On or about November 21, 1996, Alan Glen made a gift of
100,000 shares of HGI Common Stock owned by him to a charitable remainder trust
of which Mr. Glen is a trustee. The trust subsequently sold 100,000 shares of
HGI Common Stock in four open market transactions described immediately below.
<TABLE>
<CAPTION>
Date Number of Shares Price Per Share
<S> <C> <C>
December 2, 1996 29,800 $19.586
December 3, 1996 51,200 $19.625
December 4, 1996 5,900 $19.500
December 13, 1996 13,100 $19.375
</TABLE>
In November 1996 and January 1997, a trust of which Alan Glen
serves as trustee sold a total of 11,072 shares of HGI Common Stock in three
open market transactions described immediately below.
<TABLE>
<CAPTION>
Date Number of Shares Price Per Share
<S> <C> <C>
November 27, 1996 3,000 $19.625
November 27, 1996 3,000 $19.625
January 9, 1997 5,072 $19.250
</TABLE>
On or about December 9, 1996, the spouse of Alan Glen made a
gift of 275 directly-held Units. On or about January 2, 1997, Mrs. Glen
exchanged 165,213 directly-held Units for shares of HGI Common Stock.

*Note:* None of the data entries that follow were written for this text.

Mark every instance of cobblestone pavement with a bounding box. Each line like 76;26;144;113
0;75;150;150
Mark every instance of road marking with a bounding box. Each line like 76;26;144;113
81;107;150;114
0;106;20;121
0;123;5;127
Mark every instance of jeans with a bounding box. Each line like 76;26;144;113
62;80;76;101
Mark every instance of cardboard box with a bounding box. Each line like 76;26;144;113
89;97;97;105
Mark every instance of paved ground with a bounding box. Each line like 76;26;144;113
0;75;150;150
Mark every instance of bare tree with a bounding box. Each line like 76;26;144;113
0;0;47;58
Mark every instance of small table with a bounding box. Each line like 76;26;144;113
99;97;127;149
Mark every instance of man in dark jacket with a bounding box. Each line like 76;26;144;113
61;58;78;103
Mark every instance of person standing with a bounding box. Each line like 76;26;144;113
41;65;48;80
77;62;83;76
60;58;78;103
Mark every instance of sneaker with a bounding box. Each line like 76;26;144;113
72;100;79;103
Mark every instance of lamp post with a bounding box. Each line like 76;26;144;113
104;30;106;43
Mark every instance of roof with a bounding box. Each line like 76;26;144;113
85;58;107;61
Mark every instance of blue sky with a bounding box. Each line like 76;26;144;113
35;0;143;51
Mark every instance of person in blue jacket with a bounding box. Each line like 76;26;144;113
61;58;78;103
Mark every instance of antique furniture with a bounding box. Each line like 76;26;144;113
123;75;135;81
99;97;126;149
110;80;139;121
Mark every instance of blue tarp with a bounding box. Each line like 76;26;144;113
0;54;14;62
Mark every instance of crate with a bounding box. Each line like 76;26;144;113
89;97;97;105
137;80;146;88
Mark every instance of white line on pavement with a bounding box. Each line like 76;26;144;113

On or about December 30, 1996, HGI issued 876 previously
authorized Units to a corporation affiliated with Alan Glen.
On or about December 31, 1996, Cheryl McArthur, for herself
and on behalf of a related corporation, redeemed a total of 4,532 Units in a
limited partnership over which she and Mr. Glen have shared voting and
investment power.
On or about December 31, 1996, a corporation related to Cheryl
McArthur redeemed 1,971 Units in a limited partnership over which she and Mr.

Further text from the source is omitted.